村長は手にしていた魔術杖を彼の脳天に振り下ろすと、彼は頭を押さえて踞り、自分の頭を叩いた人物に目をやって驚いていた。



「何度も言わすでない!お前の妄想でどれだけの人が迷惑を被っていると思っておる?」



村長は鋭い視線で彼に説教をしていた。その様子から、とても村長が70歳を越えているとは思えないほどの威厳と迫力があった。



「いや、じいちゃん、本当に俺は彼女のことを思ってーーー」


「じゃから、そこから間違っておると言っておろう!」


「いや、間違ってなんかーーー」


「ええい、もうよい!」



村長は目の前の彼を杖で端に無理矢理退けると、僕らの前に歩み寄ってきて頭を下げた。



「アーメイ様、ファンネル様、不出来な孫が迷惑をお掛けして申し訳ない!この老骨の身に免じて、なんとかご容赦願えませんでしょうか?」



真摯な村長の言葉に、僕と先輩は顔を見合わせると、頭を下げ続けている村長の身体をそっと起こした。

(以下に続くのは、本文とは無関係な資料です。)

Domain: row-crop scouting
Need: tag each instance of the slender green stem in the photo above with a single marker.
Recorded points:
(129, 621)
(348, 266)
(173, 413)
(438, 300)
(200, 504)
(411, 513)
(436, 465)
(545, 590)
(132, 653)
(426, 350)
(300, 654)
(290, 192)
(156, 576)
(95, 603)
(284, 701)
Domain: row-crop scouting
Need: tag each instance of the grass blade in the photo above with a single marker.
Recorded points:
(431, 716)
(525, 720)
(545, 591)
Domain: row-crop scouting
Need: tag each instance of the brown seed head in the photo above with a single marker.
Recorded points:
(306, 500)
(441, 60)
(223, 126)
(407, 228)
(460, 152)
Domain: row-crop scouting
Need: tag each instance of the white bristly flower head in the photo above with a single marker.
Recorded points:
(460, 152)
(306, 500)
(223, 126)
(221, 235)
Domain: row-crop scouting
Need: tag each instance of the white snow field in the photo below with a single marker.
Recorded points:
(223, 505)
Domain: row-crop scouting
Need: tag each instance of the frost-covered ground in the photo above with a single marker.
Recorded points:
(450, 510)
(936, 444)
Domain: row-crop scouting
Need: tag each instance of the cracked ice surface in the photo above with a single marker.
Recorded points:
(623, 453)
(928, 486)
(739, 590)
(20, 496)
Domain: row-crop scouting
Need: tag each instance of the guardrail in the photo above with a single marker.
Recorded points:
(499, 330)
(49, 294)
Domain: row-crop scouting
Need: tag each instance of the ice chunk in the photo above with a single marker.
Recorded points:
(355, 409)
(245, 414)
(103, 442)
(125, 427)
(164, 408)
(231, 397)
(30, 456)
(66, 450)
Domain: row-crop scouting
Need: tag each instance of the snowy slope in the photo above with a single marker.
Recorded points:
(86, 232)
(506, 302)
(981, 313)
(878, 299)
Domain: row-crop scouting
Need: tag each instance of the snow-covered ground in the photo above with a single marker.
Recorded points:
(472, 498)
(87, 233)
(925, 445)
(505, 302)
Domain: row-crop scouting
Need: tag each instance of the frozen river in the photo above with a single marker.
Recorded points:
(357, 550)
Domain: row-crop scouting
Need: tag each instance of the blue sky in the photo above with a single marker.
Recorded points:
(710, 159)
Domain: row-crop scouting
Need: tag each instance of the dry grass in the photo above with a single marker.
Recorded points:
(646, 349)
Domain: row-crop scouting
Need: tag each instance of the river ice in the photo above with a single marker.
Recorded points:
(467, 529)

「お顔を上げてくださいターフィル村長!今のところ直接的な被害もありませんので、それ以上の謝罪は結構です」



先輩は優しい表情でそう言うと、村長はホッとしたように息を吐き出した。



「申し訳ない。あれは思い込みが激しいばかりか、自分にとって都合の悪いことは聞こうとしませんで、とんと手を焼いているのです・・・」


「心中お察し申します。彼が今後、この村にとって頼れる存在になるよう、私も願うばかりです」


「お気遣い感謝致します。では、あやつは私が連れ帰りますので、これにて失礼致します」


「はい。よろしく頼みます」



そう言うと村長は、未だギャーギャー喚いている彼を一喝すると、引きずるように首根っこを掴んで去っていった。


嵐が去ったように静まり返ったところにエイミーさんがポツリと、「あいつ、これ以上何も問題起こさないといいんですけど!」という呟きが、これから起こる事を予言しているようで、大きなため息が出てしまった。